V
Des éclats de voix troublaient la quiétude des prairies gelées. Joohass contemplait les deux mercenaires qui l’accompagnaient dans sa besogne. Ces derniers se disputaient, comme à leur habitude, sur les directives de leur mission actuelle. D’ordinaire, il préférait s’occuper seuls des garnements à faire disparaître, cependant leurs employeurs s’étaient montrés formel. Il tourna la tête pour s’assurer que la gamine les suivait toujours. Les mains liées, le visage tuméfié, le corps portant encore les traces de son passage à tabac, elle avançait, le regard rivé sur le sol neigeux.
— A-t-on vraiment besoin d’aller à j’encule-le-monde pour se débarrasser d’une bâtarde ? S’écria la seule femme de la bande, une main grippée sur sa dague.
— Oh ferme-là, putain de bas étage, faut changer de disque-là ! On aurait pu l’abandonner dès l’entrée mais à cause de cette brume de merde, on ne peut pas ! Alors ferme ta putain de gueule, salope sans queue ! hurla l’autre mercenaire, un homme à la barbe mal rasé qui avait l’habitude de faire fuir la gente féminine sans même s’en rendre compte.
— Qu’est-ce qu’il a, la pute à queue ? T’as oublié de sucer Rashel avant de venir ou quoi ? J’exprime mon avis !
— Ton avis, on s’en cogne. Pas vrai, Joohass ?
— Laissez-moi en dehors de vos querelles d’amoureux.
Joohass aperçut l’un des fameux cerfs argentés les contempler. Selon Animaux à travers le monde, ils étaient réputés pour leurs intelligences et leur capacité à se dissimuler dans les environnements froids. Il fronça les sourcils. Il lui manquait une information. Importante. Il observa l’animal s’avancer pas à pas dans leur direction. Inconscient, Joohass porta une main à son arme. Il baissa les yeux. Qu’est-ce qu’il lui prenait ? Les voix de ses acolytes se noyaient ; il ne les entendait plus, son cœur battait la chamade. Un souvenir jaillit dans sa tête. Un enfant, lui, supposait-il, à l’école des charognards apprenant la liste des animaux les plus dangereux. Un cri perça l’air. L’homme releva la tête juste à temps pour voir un troupe de cerfs parcourant à très grande vitesse la distance qui les séparait.

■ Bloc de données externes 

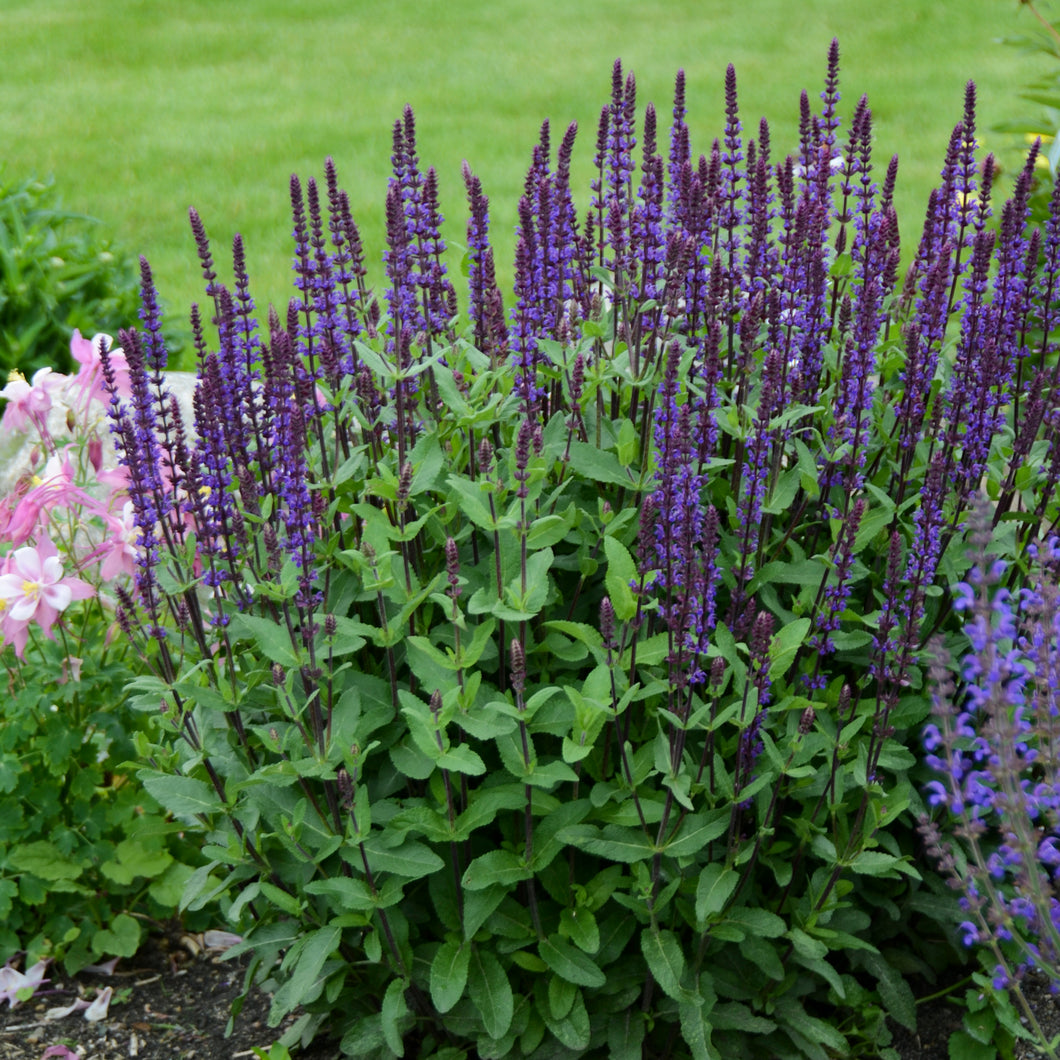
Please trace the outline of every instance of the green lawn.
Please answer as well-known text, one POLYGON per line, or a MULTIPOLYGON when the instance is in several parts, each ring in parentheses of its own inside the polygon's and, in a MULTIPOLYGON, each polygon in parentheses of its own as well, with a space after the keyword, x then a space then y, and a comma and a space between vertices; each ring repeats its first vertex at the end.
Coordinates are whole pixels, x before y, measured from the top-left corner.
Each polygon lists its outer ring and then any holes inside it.
POLYGON ((201 290, 188 207, 222 260, 232 233, 244 234, 259 301, 284 304, 287 181, 321 175, 329 154, 381 277, 390 128, 409 102, 450 240, 464 233, 461 160, 481 177, 504 286, 541 122, 551 120, 558 141, 578 121, 584 208, 616 57, 636 72, 641 104, 656 103, 664 144, 685 68, 696 154, 721 132, 734 63, 745 127, 765 114, 780 156, 799 92, 816 102, 837 36, 846 112, 867 93, 881 169, 901 158, 907 258, 968 78, 986 142, 1011 161, 990 126, 1020 109, 1015 92, 1035 71, 994 40, 1029 23, 1015 0, 0 0, 0 157, 10 177, 53 174, 68 208, 146 254, 163 300, 186 318, 201 290))

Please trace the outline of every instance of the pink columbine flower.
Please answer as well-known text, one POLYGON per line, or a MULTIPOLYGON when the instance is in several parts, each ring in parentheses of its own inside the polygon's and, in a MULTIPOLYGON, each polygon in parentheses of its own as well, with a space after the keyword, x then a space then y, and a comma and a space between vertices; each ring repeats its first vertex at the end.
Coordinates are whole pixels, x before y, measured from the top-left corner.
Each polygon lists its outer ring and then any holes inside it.
POLYGON ((87 600, 94 594, 88 582, 63 577, 63 563, 50 538, 17 548, 0 568, 0 633, 22 658, 32 622, 46 637, 54 638, 52 626, 59 614, 74 600, 87 600))
POLYGON ((12 372, 7 386, 0 390, 0 398, 5 398, 7 406, 0 420, 4 431, 24 430, 32 423, 41 432, 47 429, 46 419, 52 407, 52 394, 66 383, 66 376, 53 372, 50 368, 41 368, 34 373, 33 382, 26 383, 25 376, 12 372))

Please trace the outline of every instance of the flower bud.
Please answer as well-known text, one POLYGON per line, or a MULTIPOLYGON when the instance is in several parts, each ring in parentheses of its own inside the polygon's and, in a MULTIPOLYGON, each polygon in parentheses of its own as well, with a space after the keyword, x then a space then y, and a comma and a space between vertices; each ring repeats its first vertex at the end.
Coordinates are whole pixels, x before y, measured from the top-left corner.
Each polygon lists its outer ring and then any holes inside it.
POLYGON ((512 688, 522 695, 527 683, 527 656, 517 637, 512 637, 509 654, 512 660, 512 688))

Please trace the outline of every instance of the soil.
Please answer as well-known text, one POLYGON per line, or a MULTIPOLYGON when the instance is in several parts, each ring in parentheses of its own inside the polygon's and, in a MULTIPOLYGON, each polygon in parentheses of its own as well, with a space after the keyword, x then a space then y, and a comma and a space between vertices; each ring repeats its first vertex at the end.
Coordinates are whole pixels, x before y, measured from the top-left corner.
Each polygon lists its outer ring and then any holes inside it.
MULTIPOLYGON (((269 1052, 297 1019, 279 1027, 267 1024, 269 999, 253 992, 247 999, 230 1038, 225 1037, 233 1000, 243 991, 246 965, 224 960, 204 944, 202 936, 174 931, 153 936, 112 975, 81 972, 72 979, 49 969, 50 982, 15 1009, 0 1007, 0 1060, 41 1060, 50 1046, 70 1053, 55 1060, 254 1060, 269 1052), (107 1015, 90 1023, 83 1012, 48 1020, 50 1008, 78 996, 91 1001, 113 988, 107 1015)), ((300 1060, 339 1060, 335 1044, 314 1043, 300 1060)))
MULTIPOLYGON (((238 961, 223 960, 219 953, 207 950, 201 936, 154 937, 135 959, 121 961, 112 975, 82 972, 70 979, 54 973, 31 1001, 15 1009, 0 1008, 0 1060, 42 1060, 54 1045, 70 1050, 63 1057, 53 1053, 55 1060, 255 1060, 254 1048, 267 1055, 297 1013, 280 1027, 269 1027, 269 999, 252 993, 232 1036, 225 1038, 243 973, 238 961), (108 986, 113 996, 105 1019, 90 1023, 81 1012, 45 1019, 48 1009, 69 1005, 78 996, 91 1000, 108 986)), ((1060 1005, 1045 985, 1027 982, 1024 992, 1046 1034, 1060 1034, 1060 1005)), ((956 1005, 933 1001, 918 1009, 916 1034, 894 1028, 893 1045, 900 1060, 949 1060, 950 1036, 960 1025, 956 1005)), ((295 1056, 340 1060, 341 1053, 335 1043, 315 1042, 295 1056)), ((1035 1056, 1025 1043, 1017 1043, 1017 1060, 1035 1056)))

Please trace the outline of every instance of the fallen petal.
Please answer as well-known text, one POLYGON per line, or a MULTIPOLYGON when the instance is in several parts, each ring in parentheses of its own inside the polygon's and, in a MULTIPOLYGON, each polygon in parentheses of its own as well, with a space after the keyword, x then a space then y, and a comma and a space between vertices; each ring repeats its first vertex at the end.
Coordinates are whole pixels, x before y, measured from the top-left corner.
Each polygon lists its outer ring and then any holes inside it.
POLYGON ((88 1008, 88 1002, 84 997, 78 997, 72 1005, 60 1006, 59 1008, 50 1008, 45 1012, 46 1020, 61 1020, 65 1015, 70 1015, 71 1012, 80 1012, 83 1008, 88 1008))
POLYGON ((81 1060, 81 1057, 73 1049, 69 1049, 65 1045, 49 1045, 40 1060, 48 1060, 49 1057, 55 1057, 56 1060, 81 1060))
POLYGON ((113 987, 101 990, 95 1001, 85 1009, 85 1019, 89 1023, 99 1023, 107 1018, 107 1009, 110 1006, 110 995, 114 992, 113 987))
POLYGON ((230 931, 208 931, 202 933, 202 941, 208 950, 230 950, 243 941, 243 936, 230 931))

Soudainement, la brume se fit plus épaisse. Il amena la gamine à lui en lui intimant de se taire. Les mercenaires le joignirent, silencieux. Des silhouettes menaçantes surgirent de nulle part. Quelque chose se jeta sur la femme du groupe. De longues dents s’enfoncèrent dans son cou. La créature se déchaîna pendant quelques secondes sur sa victime avant de la lâcher. Joohass n’eut guère le temps de réagir ; une autre heurtait violemment l’autre homme par terre. Une flèche se planta sur l’emplacement du sexe de son congénère lui arrachant un hurlement de douleur. Un rire retentit. Joohass sût alors que les cerfs n’étaient pas seuls. Il dégaina son arme. Il refusait de mourir sans se battre.

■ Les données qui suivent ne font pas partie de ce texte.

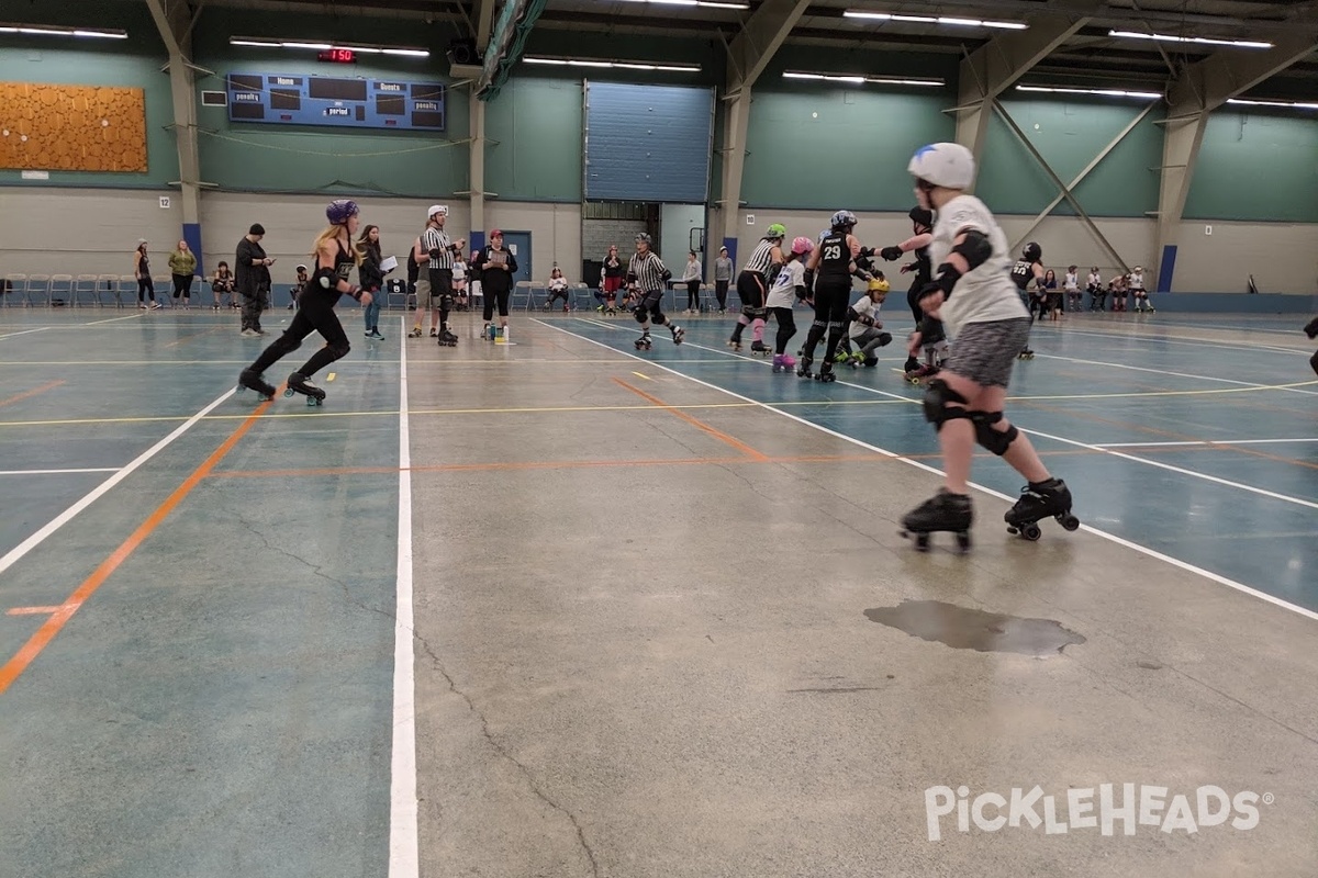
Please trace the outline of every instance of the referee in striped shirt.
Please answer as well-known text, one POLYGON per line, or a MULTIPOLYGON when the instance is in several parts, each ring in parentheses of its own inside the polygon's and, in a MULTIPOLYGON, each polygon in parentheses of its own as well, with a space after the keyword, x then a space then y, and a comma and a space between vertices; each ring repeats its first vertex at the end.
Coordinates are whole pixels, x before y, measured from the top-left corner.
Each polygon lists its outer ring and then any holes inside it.
POLYGON ((453 257, 467 247, 467 238, 448 240, 448 233, 444 232, 448 205, 435 204, 428 213, 420 242, 430 253, 430 295, 439 303, 439 344, 442 348, 453 348, 457 345, 457 336, 448 328, 448 312, 453 309, 453 257))
POLYGON ((650 350, 650 323, 668 326, 672 330, 672 344, 680 345, 685 330, 663 316, 663 286, 672 278, 672 271, 664 267, 659 255, 650 249, 651 238, 642 232, 637 236, 637 253, 627 265, 627 283, 637 290, 637 305, 631 309, 641 324, 641 338, 637 350, 650 350))

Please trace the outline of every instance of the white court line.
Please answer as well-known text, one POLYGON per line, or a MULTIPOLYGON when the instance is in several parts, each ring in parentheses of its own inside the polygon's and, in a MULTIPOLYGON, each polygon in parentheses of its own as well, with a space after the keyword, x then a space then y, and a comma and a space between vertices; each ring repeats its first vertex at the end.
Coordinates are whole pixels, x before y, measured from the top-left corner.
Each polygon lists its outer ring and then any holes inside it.
POLYGON ((92 491, 87 494, 87 496, 74 503, 71 507, 69 507, 58 516, 55 516, 49 524, 46 524, 46 527, 41 528, 41 530, 37 530, 34 534, 32 534, 30 537, 16 545, 13 549, 11 549, 3 558, 0 558, 0 574, 12 567, 14 563, 17 563, 18 559, 21 559, 25 554, 28 554, 38 545, 41 545, 46 540, 46 537, 49 537, 59 528, 69 524, 74 519, 74 516, 76 516, 79 512, 90 507, 98 499, 100 499, 107 491, 109 491, 112 487, 115 487, 116 484, 127 479, 129 475, 132 475, 133 471, 137 470, 144 463, 146 463, 146 461, 152 459, 162 450, 165 450, 165 448, 169 446, 174 440, 177 440, 187 430, 192 429, 192 426, 198 424, 203 417, 215 411, 220 405, 220 403, 232 396, 233 391, 235 388, 231 387, 229 390, 220 394, 215 399, 215 401, 212 401, 210 405, 207 405, 196 415, 192 415, 192 417, 179 424, 173 433, 162 438, 156 445, 152 445, 149 449, 138 454, 132 461, 129 461, 129 463, 124 466, 121 470, 116 470, 112 477, 109 477, 108 479, 98 484, 95 488, 92 488, 92 491))
POLYGON ((62 475, 65 473, 117 473, 117 466, 99 466, 82 470, 0 470, 0 475, 62 475))
POLYGON ((111 317, 109 320, 92 320, 91 323, 84 323, 83 326, 98 326, 103 323, 116 323, 119 320, 137 320, 138 317, 145 317, 146 312, 141 311, 136 315, 128 315, 127 317, 111 317))
MULTIPOLYGON (((940 475, 940 477, 945 475, 945 473, 942 470, 934 469, 934 467, 929 466, 928 463, 921 463, 920 461, 912 461, 911 458, 902 457, 900 454, 896 454, 895 452, 890 452, 887 449, 882 449, 882 448, 879 448, 876 445, 870 445, 869 442, 858 440, 854 436, 847 436, 845 433, 838 433, 837 430, 830 430, 829 428, 821 426, 820 424, 812 424, 811 421, 808 421, 808 420, 805 420, 803 417, 797 417, 796 415, 792 415, 789 412, 784 412, 784 411, 782 411, 779 408, 774 408, 774 405, 770 404, 770 403, 762 403, 759 400, 750 399, 749 396, 742 396, 741 394, 737 394, 734 391, 726 390, 724 387, 718 387, 717 384, 710 384, 708 382, 700 380, 699 378, 692 378, 691 375, 685 375, 685 374, 677 371, 676 369, 670 369, 668 366, 664 366, 662 363, 656 363, 656 362, 648 361, 645 357, 637 357, 635 354, 630 354, 630 353, 627 353, 625 350, 618 350, 617 348, 610 348, 609 345, 605 345, 601 341, 596 341, 593 338, 587 338, 585 336, 579 336, 575 332, 568 332, 567 329, 560 329, 559 326, 555 326, 552 324, 547 324, 547 323, 544 323, 542 320, 535 320, 534 317, 531 320, 534 323, 540 324, 542 326, 548 326, 550 329, 555 329, 558 332, 561 332, 565 336, 572 336, 573 338, 580 338, 581 341, 589 342, 592 345, 598 345, 600 348, 604 348, 605 350, 612 350, 613 353, 621 354, 622 357, 627 357, 630 359, 635 359, 635 361, 639 361, 642 363, 646 363, 651 369, 662 369, 666 373, 671 373, 673 375, 677 375, 679 378, 685 378, 687 380, 693 382, 696 384, 700 384, 701 387, 708 387, 708 388, 716 390, 716 391, 718 391, 721 394, 726 394, 726 395, 729 395, 729 396, 731 396, 734 399, 739 399, 739 400, 742 400, 745 403, 751 403, 753 405, 758 405, 759 408, 763 408, 764 411, 774 412, 775 415, 782 415, 783 417, 791 419, 791 420, 793 420, 793 421, 796 421, 799 424, 804 424, 805 426, 816 429, 816 430, 818 430, 821 433, 826 433, 829 436, 837 437, 837 438, 840 438, 840 440, 842 440, 845 442, 850 442, 851 445, 858 445, 858 446, 861 446, 863 449, 869 449, 869 450, 871 450, 871 452, 874 452, 876 454, 882 454, 883 457, 888 457, 888 458, 892 458, 895 461, 902 461, 903 463, 907 463, 907 465, 913 466, 916 469, 924 470, 927 473, 933 473, 934 475, 940 475)), ((826 400, 821 400, 821 401, 826 401, 826 400)), ((1120 457, 1127 457, 1127 455, 1123 454, 1120 457)), ((1140 458, 1132 457, 1131 459, 1132 461, 1139 461, 1140 458)), ((969 482, 969 484, 970 484, 970 487, 975 488, 977 491, 982 491, 982 492, 985 492, 985 494, 987 494, 990 496, 995 496, 995 498, 999 498, 1002 500, 1007 500, 1008 503, 1014 503, 1016 500, 1016 498, 1014 498, 1014 496, 1007 496, 1006 494, 1000 494, 999 491, 994 491, 992 488, 987 488, 987 487, 985 487, 982 484, 977 484, 974 482, 969 482)), ((1169 563, 1169 565, 1172 565, 1174 567, 1180 567, 1181 570, 1186 570, 1189 573, 1198 574, 1198 575, 1203 577, 1205 579, 1211 579, 1213 582, 1217 582, 1219 584, 1227 586, 1228 588, 1234 588, 1234 590, 1244 592, 1247 595, 1252 595, 1253 598, 1257 598, 1259 600, 1265 600, 1269 604, 1275 604, 1277 607, 1281 607, 1282 609, 1289 609, 1290 612, 1294 612, 1294 613, 1298 613, 1301 616, 1305 616, 1306 619, 1313 619, 1314 621, 1318 621, 1318 612, 1314 612, 1311 609, 1306 609, 1305 607, 1301 607, 1298 604, 1293 604, 1289 600, 1282 600, 1281 598, 1276 598, 1273 595, 1269 595, 1265 591, 1259 591, 1257 588, 1251 588, 1249 586, 1244 584, 1243 582, 1236 582, 1235 579, 1228 579, 1228 578, 1226 578, 1223 575, 1213 573, 1211 570, 1205 570, 1203 567, 1197 567, 1193 563, 1181 561, 1180 558, 1173 558, 1172 555, 1162 554, 1161 552, 1155 552, 1153 549, 1149 549, 1148 546, 1141 546, 1137 542, 1131 542, 1130 540, 1124 540, 1124 538, 1116 536, 1115 533, 1108 533, 1106 530, 1099 530, 1098 528, 1095 528, 1093 525, 1089 525, 1089 524, 1079 525, 1079 529, 1083 530, 1083 532, 1086 532, 1086 533, 1093 533, 1094 536, 1098 536, 1098 537, 1102 537, 1104 540, 1108 540, 1110 542, 1115 542, 1116 545, 1126 546, 1127 549, 1133 549, 1135 552, 1140 552, 1143 554, 1147 554, 1151 558, 1157 558, 1159 561, 1165 561, 1166 563, 1169 563)))
MULTIPOLYGON (((407 316, 401 321, 407 334, 407 316)), ((416 683, 413 650, 411 434, 407 424, 407 345, 399 345, 398 598, 394 608, 394 736, 389 766, 389 878, 416 878, 416 683)))
POLYGON ((50 329, 50 326, 40 326, 37 329, 24 329, 22 332, 7 332, 5 334, 0 336, 0 338, 13 338, 14 336, 26 336, 34 332, 46 332, 47 329, 50 329))
POLYGON ((1198 442, 1094 442, 1094 448, 1170 448, 1173 445, 1288 445, 1318 442, 1318 438, 1298 440, 1202 440, 1198 442))

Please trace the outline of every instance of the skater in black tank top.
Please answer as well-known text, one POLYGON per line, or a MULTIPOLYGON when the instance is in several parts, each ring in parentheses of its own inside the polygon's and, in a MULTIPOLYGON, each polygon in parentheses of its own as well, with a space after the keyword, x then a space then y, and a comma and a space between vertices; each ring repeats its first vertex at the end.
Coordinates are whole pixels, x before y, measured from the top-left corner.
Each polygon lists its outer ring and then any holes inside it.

L’enfant qu’il était censé se débarrasser se volatilisa dans la brume sans même qu’il s’en rendre compte. Des flèches enflammés manquèrent de le toucher. Il se réjouit d’abord qu’ils ne sachent pas viser pis il réalisa avec horreur dans quelle panade il se trouvait. Un cercle runique s’était formé autour de lui. Un couteau fusa. Il le para. Un autre jaillit. Il manqua de mourir. Joohass chercha désespéramment une sortie. Hélas, il n’avait pas été bon aux runes.

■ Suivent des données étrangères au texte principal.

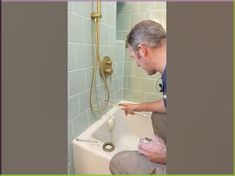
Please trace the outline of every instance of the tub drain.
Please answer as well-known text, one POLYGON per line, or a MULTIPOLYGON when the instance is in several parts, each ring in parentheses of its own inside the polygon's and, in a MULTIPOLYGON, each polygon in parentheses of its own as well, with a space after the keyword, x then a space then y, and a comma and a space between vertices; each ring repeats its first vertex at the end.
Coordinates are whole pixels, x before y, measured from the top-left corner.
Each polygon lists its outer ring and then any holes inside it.
POLYGON ((105 142, 102 148, 105 152, 112 152, 115 149, 114 144, 112 142, 105 142))

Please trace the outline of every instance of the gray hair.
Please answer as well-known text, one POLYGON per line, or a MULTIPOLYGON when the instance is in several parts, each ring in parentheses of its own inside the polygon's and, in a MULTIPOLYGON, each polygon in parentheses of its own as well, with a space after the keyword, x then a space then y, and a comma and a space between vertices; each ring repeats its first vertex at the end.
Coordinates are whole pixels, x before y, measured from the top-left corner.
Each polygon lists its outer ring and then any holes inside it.
POLYGON ((162 39, 165 38, 166 31, 161 24, 152 20, 144 20, 136 24, 127 35, 126 47, 130 45, 132 49, 136 50, 139 44, 144 43, 152 48, 159 46, 162 39))

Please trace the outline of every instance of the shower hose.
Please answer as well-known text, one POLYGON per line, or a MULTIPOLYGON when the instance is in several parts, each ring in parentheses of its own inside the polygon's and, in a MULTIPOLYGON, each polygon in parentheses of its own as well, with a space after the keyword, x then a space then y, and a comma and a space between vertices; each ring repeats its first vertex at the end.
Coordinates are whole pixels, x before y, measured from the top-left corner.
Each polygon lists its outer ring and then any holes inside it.
POLYGON ((103 70, 101 69, 101 60, 100 60, 100 53, 99 53, 99 44, 100 44, 100 20, 97 19, 95 20, 95 50, 96 50, 96 60, 95 60, 95 64, 93 67, 93 74, 92 74, 92 81, 91 81, 91 89, 90 89, 90 107, 91 110, 94 112, 101 112, 103 111, 105 108, 108 107, 109 105, 109 99, 110 99, 110 92, 109 92, 109 87, 108 87, 108 83, 106 80, 106 77, 104 75, 103 70), (102 105, 100 105, 100 103, 98 102, 98 97, 97 97, 97 90, 96 90, 96 75, 97 75, 97 71, 100 71, 100 76, 101 79, 104 83, 104 91, 105 91, 105 99, 104 102, 102 103, 102 105), (95 91, 95 94, 94 94, 95 91), (94 95, 96 97, 96 102, 94 100, 94 95))

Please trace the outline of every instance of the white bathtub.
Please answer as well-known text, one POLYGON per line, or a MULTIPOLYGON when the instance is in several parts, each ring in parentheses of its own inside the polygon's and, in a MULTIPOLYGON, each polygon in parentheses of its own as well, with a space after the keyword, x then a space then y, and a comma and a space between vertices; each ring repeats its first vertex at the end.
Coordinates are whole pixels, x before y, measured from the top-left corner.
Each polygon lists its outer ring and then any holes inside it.
MULTIPOLYGON (((122 101, 123 102, 123 101, 122 101)), ((145 113, 146 114, 146 113, 145 113)), ((123 150, 137 150, 141 137, 152 137, 153 129, 151 118, 139 115, 125 116, 118 108, 112 108, 100 120, 92 124, 77 138, 95 140, 98 144, 73 140, 74 167, 76 174, 110 174, 109 161, 123 150), (107 121, 114 119, 114 128, 108 130, 107 121), (105 152, 102 149, 104 142, 112 142, 115 150, 105 152)))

Pauvre petit, petit, petit homme
te voilà, voilà, voilà emprisonné
qui sait, sait, sait
ce qui t’arriva !
Des voix chantonnaient. Elles sonnaient enfantines. Joohass sentit sa gorge se contracter jusqu’à qu’il n’eut plus d’air. Il porta ses mains à son cou. Une silhouette immense jaillit dans son champ de vision, et soudainement il eut la certitude que ce fut la Dame de la Brume Froide. Celle-ci lui adressa un sourire prédateur avant de lever le bras.
Une gueule ensanglantée lui arracha la tête.